A Trip to the Courthouse: Part 1
The United State Court of Appeals for the Ninth Circuit is a federal-looking building nestled in among the offices and shops and business parks of San Francisco’s downtown. Large marble walls and staircases try desperately to send the message that what goes on here is of paramount importance, that the decisions made in these halls will reverberate throughout a large part of the country: Alaska, Arizona, California, Hawaii, Idaho, Montana, Nevada, Oregon, and Washington — the largest of any appeals court.
But, this morning, the courtroom tells a different story. With people packed like Sardines into a room not much bigger than a bedroom in a San Francisco apartment, with one of the judges missing and replaced — without explanation — with a large television, and with hesitant, stammering public defenders arguing their cases against only slightly-less-hesitant civil servants, I briefly wondered if I was in the wrong room.
The first case I saw appeared to be a man requesting asylum in the US from his home country. I missed large portions of the case, but as I paid attention, the facts started coming out. He wanted asylum from persecution because he was gay. But the country he was hiding from didn’t exactly have a record of persecution of gays. And the only evidence of persecution he could point to was that a couple people on the street once called him gay.
The next case seemed a little better for the non-government guy. It was about a man who accused of defrauding Medicare by double-billing. He noted that the Court had changed the law during the case; instead of just requiring the jury to find whether double-billing had occurred, it now required the jury to find how much. But they’d made that change after the trial, so he’d never had a chance to present any evidence on how much double-billing had occurred. His lawyer asked for a chance to hold a hearing to present the evidence.

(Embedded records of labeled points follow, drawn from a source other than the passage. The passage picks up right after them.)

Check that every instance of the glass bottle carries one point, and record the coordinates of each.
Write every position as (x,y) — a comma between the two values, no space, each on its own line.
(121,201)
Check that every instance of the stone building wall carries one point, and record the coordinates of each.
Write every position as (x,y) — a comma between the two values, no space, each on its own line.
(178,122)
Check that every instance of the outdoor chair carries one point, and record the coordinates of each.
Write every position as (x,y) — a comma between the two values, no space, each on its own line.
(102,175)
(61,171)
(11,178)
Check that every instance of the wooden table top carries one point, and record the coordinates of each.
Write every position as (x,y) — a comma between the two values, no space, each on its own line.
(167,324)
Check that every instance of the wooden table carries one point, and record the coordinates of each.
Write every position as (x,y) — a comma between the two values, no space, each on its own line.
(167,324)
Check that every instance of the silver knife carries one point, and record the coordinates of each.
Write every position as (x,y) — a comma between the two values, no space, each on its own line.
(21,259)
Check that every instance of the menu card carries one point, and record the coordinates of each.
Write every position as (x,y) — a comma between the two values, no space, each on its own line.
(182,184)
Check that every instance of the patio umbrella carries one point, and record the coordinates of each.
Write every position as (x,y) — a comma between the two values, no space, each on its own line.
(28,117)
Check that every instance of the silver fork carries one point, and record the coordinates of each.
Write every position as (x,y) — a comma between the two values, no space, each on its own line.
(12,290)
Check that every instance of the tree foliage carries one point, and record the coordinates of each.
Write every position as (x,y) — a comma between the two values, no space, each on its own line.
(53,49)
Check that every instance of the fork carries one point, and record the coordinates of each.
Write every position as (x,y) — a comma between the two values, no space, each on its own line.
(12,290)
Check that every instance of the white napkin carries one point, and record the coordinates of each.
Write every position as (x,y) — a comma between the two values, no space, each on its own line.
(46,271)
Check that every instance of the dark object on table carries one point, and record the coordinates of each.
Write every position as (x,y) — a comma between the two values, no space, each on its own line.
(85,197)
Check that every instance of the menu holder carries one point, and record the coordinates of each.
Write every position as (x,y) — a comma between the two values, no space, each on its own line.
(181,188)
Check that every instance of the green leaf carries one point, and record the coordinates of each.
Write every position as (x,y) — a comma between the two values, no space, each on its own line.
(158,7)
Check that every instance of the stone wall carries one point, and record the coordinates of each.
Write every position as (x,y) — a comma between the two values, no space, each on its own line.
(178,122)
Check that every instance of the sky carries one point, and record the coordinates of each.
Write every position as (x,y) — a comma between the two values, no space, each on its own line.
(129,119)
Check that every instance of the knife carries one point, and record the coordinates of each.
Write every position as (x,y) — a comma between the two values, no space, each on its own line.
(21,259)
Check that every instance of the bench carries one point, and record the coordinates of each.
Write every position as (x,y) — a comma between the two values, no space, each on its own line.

“Do you have the evidence?” a judge asked. The lawyer responded that he didn’t, because he was a public defender and needed to hire a professional accountant to look through the math, but couldn’t afford to without a judge’s permission, and the judge denied his request at the same time he denied the hearing on the subject. But, he explained, the government’s accountant had admitted on the stand that there were mistakes in the math he presented, although he didn’t know what impact they had. Couldn’t he just get a trial to assess the math? The judges didn’t seem to think so.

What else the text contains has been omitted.